Every word of Was für ein Wunder (What a Miracle) insists on poetry, love and self-assertion. The shock of the earthquake that destroyed Haiti’s capital Port-au-Prince in 2010 and killed up to 500,000 people is followed by more: a disastrous economy, media battles, cholera. James Noël has written of a battle of human against earth, population against aid organizations and strives in every line to counter the disasters and their news coverage with his own voice. It is thanks to Rike Bolte’s thoughtful translation, which knows its limits and possibilities, that Noël’s linguistically powerful, yet seemingly light-footed struggle, his precise, tireless indictment, also appears empowering and lastingly impressive in German.
— Heike Geißler, jury
James Noël became famous overnight with his Creole poem Bon nouvèl and is now one of Haiti’s most important contemporary poets.

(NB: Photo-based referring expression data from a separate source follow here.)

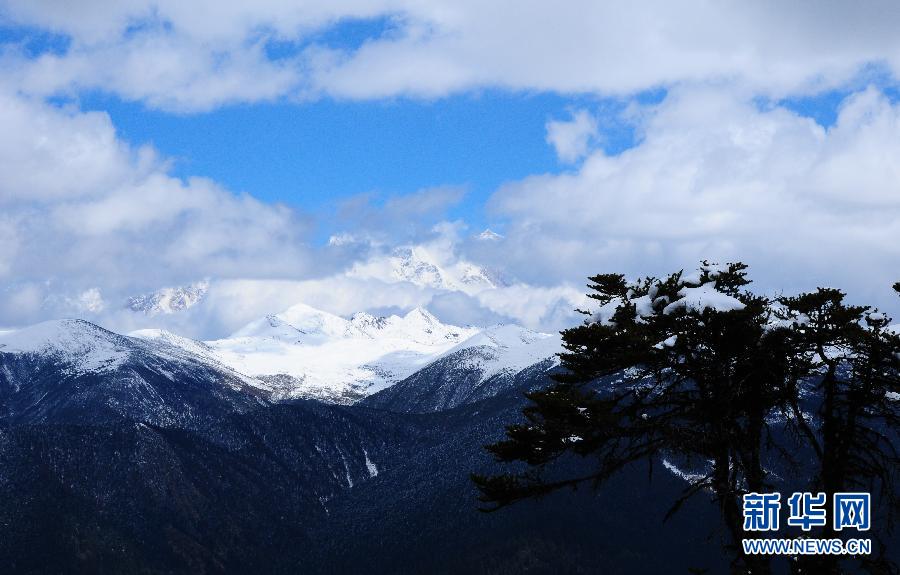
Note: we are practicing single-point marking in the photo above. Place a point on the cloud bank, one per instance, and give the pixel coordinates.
(87, 219)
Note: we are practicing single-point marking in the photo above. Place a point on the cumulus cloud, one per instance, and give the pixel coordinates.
(571, 138)
(194, 56)
(718, 177)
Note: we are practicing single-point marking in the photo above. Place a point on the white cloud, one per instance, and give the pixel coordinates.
(80, 209)
(198, 55)
(571, 138)
(716, 177)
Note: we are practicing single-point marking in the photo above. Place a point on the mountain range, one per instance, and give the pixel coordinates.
(152, 453)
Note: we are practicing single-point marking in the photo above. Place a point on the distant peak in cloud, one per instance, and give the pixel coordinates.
(489, 235)
(169, 300)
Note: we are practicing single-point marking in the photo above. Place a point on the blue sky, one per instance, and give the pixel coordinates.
(311, 155)
(592, 136)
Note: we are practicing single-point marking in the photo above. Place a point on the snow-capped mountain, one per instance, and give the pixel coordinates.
(497, 358)
(305, 352)
(423, 267)
(69, 371)
(169, 300)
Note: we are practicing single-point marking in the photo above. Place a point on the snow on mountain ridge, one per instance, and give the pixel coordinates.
(88, 347)
(423, 267)
(325, 355)
(169, 300)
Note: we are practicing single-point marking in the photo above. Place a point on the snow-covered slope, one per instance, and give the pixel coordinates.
(492, 361)
(169, 300)
(74, 371)
(305, 352)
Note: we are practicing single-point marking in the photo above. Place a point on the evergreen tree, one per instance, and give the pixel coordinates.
(696, 368)
(851, 362)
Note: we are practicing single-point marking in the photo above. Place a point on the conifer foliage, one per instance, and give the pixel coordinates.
(699, 369)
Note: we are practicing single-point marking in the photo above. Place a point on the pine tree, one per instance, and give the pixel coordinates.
(852, 361)
(695, 368)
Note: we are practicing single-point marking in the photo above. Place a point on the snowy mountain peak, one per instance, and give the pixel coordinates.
(489, 235)
(86, 346)
(428, 267)
(169, 300)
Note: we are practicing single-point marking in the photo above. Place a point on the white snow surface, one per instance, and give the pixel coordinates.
(301, 352)
(329, 356)
(169, 300)
(87, 347)
(703, 297)
(510, 348)
(427, 268)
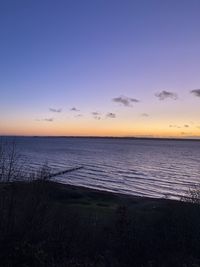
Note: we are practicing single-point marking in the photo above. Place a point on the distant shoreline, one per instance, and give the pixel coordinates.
(105, 137)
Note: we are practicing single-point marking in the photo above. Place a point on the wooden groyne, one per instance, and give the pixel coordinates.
(65, 171)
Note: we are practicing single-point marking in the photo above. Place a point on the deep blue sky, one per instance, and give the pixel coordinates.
(63, 54)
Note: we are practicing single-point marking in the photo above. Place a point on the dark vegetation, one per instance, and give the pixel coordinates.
(43, 223)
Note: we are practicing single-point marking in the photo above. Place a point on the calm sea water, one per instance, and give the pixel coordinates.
(154, 168)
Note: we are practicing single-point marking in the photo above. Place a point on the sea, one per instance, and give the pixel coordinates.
(143, 167)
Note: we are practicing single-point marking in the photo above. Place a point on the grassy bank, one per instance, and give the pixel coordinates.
(44, 223)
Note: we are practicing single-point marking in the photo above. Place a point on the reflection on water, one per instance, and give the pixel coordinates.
(141, 167)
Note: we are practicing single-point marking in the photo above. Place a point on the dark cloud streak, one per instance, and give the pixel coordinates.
(195, 92)
(166, 95)
(55, 110)
(125, 101)
(111, 115)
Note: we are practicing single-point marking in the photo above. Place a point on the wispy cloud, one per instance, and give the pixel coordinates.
(74, 109)
(78, 115)
(111, 115)
(145, 115)
(96, 115)
(195, 92)
(55, 110)
(174, 126)
(46, 119)
(125, 101)
(166, 95)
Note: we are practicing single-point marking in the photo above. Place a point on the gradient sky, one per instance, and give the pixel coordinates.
(100, 67)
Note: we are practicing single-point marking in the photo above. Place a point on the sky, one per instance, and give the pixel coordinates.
(100, 68)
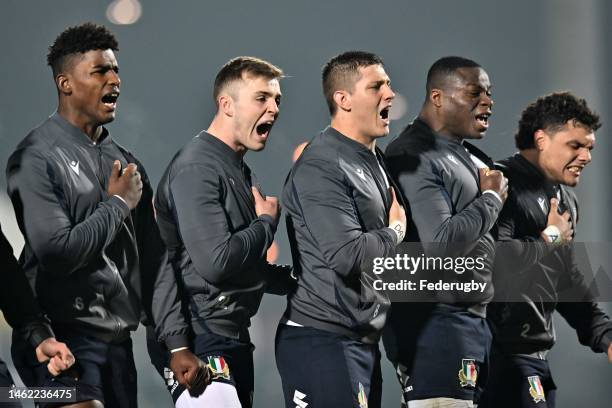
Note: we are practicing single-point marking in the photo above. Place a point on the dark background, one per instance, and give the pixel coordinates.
(168, 60)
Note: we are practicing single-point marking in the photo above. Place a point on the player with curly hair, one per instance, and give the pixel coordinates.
(555, 137)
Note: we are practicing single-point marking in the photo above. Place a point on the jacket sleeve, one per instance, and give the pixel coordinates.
(327, 208)
(38, 196)
(432, 209)
(17, 300)
(216, 252)
(591, 323)
(161, 297)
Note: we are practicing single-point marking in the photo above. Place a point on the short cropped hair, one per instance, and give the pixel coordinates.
(551, 113)
(79, 40)
(445, 67)
(342, 71)
(235, 68)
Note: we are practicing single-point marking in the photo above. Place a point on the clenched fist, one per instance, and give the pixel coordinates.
(126, 185)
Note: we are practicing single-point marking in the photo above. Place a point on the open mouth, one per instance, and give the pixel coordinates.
(575, 170)
(384, 114)
(264, 128)
(483, 119)
(110, 99)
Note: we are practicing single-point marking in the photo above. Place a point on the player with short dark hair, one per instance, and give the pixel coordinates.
(93, 253)
(440, 349)
(535, 231)
(218, 225)
(342, 212)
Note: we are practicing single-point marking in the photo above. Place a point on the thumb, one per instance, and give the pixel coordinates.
(181, 378)
(554, 204)
(256, 194)
(116, 169)
(393, 196)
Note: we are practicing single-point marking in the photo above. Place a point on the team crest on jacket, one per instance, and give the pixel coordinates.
(218, 367)
(468, 373)
(535, 389)
(361, 397)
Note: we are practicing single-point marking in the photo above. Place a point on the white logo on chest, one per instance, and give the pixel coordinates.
(74, 165)
(452, 158)
(542, 202)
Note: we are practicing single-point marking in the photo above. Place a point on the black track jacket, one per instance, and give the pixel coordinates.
(216, 242)
(337, 207)
(91, 262)
(536, 271)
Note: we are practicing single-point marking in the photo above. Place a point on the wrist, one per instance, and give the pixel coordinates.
(552, 234)
(399, 229)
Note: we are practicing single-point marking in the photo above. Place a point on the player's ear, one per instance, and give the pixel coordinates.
(226, 104)
(343, 100)
(435, 97)
(539, 139)
(62, 81)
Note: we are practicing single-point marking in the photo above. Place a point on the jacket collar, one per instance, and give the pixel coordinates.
(76, 134)
(346, 141)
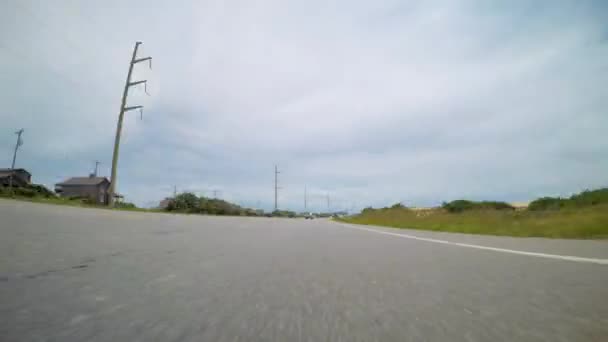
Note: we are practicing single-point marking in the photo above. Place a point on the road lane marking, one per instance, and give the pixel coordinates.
(495, 249)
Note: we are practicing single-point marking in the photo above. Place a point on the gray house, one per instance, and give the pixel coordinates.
(92, 187)
(20, 177)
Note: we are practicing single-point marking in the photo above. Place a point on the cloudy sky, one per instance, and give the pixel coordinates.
(369, 102)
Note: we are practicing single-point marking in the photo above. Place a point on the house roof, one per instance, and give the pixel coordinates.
(7, 171)
(84, 181)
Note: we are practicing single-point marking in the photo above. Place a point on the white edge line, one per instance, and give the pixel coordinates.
(495, 249)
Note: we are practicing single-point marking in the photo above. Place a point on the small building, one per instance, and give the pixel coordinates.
(20, 177)
(94, 188)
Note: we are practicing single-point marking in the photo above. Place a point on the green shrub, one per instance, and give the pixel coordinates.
(459, 206)
(125, 205)
(547, 203)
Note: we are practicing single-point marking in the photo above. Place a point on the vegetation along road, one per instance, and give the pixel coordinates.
(74, 274)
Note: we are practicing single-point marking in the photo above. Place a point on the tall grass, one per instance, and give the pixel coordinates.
(583, 215)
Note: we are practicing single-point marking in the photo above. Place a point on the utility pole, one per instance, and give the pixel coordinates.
(305, 199)
(96, 165)
(276, 187)
(19, 143)
(123, 109)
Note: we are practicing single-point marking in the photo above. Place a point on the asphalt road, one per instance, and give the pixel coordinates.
(69, 274)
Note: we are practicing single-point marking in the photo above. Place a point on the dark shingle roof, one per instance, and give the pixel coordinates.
(7, 172)
(84, 181)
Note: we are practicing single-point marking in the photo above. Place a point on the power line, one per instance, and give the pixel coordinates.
(123, 109)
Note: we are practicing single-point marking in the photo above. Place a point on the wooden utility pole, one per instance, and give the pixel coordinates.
(305, 199)
(96, 165)
(276, 187)
(19, 143)
(123, 109)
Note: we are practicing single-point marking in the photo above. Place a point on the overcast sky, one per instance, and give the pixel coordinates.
(371, 102)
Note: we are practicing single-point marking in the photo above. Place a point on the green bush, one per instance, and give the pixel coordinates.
(459, 206)
(583, 199)
(547, 203)
(125, 205)
(590, 197)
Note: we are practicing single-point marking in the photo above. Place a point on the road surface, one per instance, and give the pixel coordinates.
(71, 274)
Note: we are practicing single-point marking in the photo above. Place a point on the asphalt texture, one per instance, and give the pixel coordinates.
(72, 274)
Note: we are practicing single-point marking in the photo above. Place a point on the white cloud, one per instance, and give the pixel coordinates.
(373, 102)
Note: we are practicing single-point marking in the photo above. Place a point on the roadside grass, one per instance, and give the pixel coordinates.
(73, 203)
(575, 223)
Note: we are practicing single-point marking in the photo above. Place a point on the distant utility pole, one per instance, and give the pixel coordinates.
(305, 199)
(276, 187)
(96, 165)
(19, 143)
(123, 109)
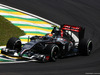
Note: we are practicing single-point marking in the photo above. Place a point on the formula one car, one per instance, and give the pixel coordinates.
(61, 42)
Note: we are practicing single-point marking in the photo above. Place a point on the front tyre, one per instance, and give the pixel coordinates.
(85, 47)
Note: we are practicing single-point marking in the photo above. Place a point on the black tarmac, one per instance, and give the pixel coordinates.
(73, 12)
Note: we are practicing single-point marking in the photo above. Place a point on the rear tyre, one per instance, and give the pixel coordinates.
(53, 51)
(14, 43)
(85, 47)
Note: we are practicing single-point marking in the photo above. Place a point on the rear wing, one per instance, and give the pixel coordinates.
(78, 29)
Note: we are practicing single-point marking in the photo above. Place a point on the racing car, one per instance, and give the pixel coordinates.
(60, 43)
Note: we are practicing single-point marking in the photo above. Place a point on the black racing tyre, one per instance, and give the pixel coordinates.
(53, 51)
(85, 47)
(14, 43)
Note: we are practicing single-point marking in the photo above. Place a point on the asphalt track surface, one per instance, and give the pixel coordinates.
(74, 12)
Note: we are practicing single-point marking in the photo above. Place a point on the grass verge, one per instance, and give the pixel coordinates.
(8, 30)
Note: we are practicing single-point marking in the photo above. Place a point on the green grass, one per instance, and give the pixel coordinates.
(8, 30)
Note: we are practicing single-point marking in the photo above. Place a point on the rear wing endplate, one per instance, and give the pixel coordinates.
(78, 29)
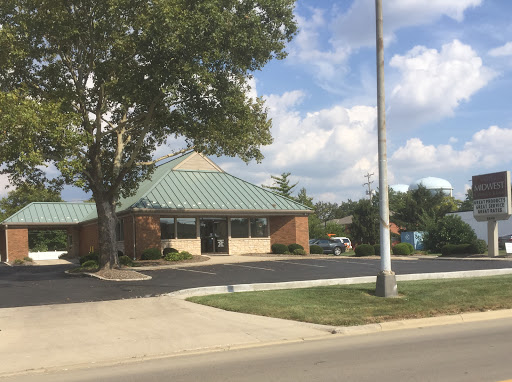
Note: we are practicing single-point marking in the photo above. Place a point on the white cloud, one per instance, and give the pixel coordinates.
(501, 51)
(356, 27)
(433, 83)
(488, 148)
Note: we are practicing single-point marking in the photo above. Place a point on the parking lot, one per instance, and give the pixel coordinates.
(42, 285)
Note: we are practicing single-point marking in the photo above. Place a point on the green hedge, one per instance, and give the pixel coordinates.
(151, 254)
(316, 250)
(279, 249)
(365, 250)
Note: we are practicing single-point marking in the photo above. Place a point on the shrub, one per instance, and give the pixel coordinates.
(293, 247)
(151, 254)
(279, 249)
(365, 250)
(178, 256)
(169, 250)
(125, 260)
(91, 256)
(449, 230)
(478, 246)
(401, 249)
(90, 264)
(316, 250)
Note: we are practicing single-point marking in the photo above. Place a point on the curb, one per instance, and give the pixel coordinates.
(202, 291)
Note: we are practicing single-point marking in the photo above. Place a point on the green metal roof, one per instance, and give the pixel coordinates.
(51, 213)
(171, 189)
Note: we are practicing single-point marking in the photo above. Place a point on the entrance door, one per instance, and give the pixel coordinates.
(214, 235)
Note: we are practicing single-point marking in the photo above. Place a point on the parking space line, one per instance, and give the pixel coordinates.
(192, 270)
(249, 266)
(306, 265)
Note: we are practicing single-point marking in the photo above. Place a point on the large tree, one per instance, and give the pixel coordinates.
(94, 86)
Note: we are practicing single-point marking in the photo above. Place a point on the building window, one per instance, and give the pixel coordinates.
(167, 228)
(120, 230)
(186, 228)
(259, 227)
(239, 227)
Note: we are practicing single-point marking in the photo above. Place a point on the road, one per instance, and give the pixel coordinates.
(45, 285)
(462, 352)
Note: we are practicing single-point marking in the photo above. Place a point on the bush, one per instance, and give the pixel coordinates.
(448, 230)
(401, 249)
(151, 254)
(125, 260)
(169, 250)
(90, 264)
(91, 256)
(316, 250)
(478, 246)
(279, 249)
(178, 256)
(365, 250)
(293, 247)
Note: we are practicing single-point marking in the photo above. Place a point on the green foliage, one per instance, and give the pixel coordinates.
(279, 249)
(151, 254)
(293, 247)
(91, 256)
(401, 249)
(365, 223)
(364, 250)
(316, 249)
(94, 87)
(449, 230)
(90, 264)
(178, 256)
(125, 260)
(169, 250)
(281, 185)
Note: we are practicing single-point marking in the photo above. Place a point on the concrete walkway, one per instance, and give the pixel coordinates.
(52, 337)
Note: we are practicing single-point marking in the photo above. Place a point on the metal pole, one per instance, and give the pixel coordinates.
(386, 281)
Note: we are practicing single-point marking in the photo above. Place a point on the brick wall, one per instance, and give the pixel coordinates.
(88, 238)
(241, 246)
(17, 243)
(289, 230)
(190, 245)
(147, 233)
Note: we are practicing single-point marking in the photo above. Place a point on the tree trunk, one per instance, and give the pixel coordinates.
(107, 221)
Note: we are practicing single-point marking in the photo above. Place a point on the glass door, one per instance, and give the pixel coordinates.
(214, 235)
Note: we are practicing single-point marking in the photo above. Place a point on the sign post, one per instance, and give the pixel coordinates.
(491, 202)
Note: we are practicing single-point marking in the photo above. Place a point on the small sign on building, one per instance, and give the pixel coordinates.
(491, 196)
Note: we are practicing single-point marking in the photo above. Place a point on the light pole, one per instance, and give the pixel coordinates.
(386, 280)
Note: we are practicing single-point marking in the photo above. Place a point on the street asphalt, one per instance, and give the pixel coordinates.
(44, 285)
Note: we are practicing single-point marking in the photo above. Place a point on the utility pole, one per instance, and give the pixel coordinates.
(369, 184)
(386, 280)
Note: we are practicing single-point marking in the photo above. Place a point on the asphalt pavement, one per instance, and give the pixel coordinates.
(45, 285)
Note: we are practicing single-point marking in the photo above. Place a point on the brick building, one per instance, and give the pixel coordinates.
(188, 204)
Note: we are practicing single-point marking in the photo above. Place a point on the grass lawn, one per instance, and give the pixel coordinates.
(347, 305)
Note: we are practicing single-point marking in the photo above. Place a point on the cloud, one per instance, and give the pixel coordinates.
(433, 83)
(501, 51)
(356, 27)
(488, 148)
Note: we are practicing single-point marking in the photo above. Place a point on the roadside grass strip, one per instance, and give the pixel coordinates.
(356, 304)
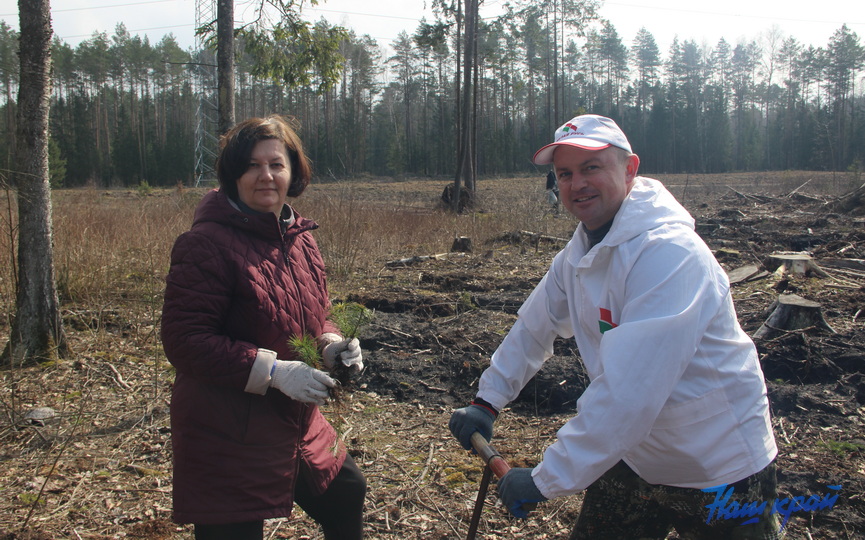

In January 2018 he wrote a well-received open letter to Donald Trump who had described several nations, including Haiti, as “shithole countries.” That same year, a selection of his poems was published in a German/French edition under the title Die größte der Raubkatzen / Le plus grand des félins. Was für ein Wunder (Belle merveille) is his first novel.
Rike Bolte holds a doctorate in literature and teaches Latin American, Spanish and Francophone literatures and cultures. She is co-founder and curator of the Latinale poetry festival and translator of poetry and prose from Spanish and French. Among others, Nora Gomringer, Lucía Puenzo and Lina Meruane have been translated by her.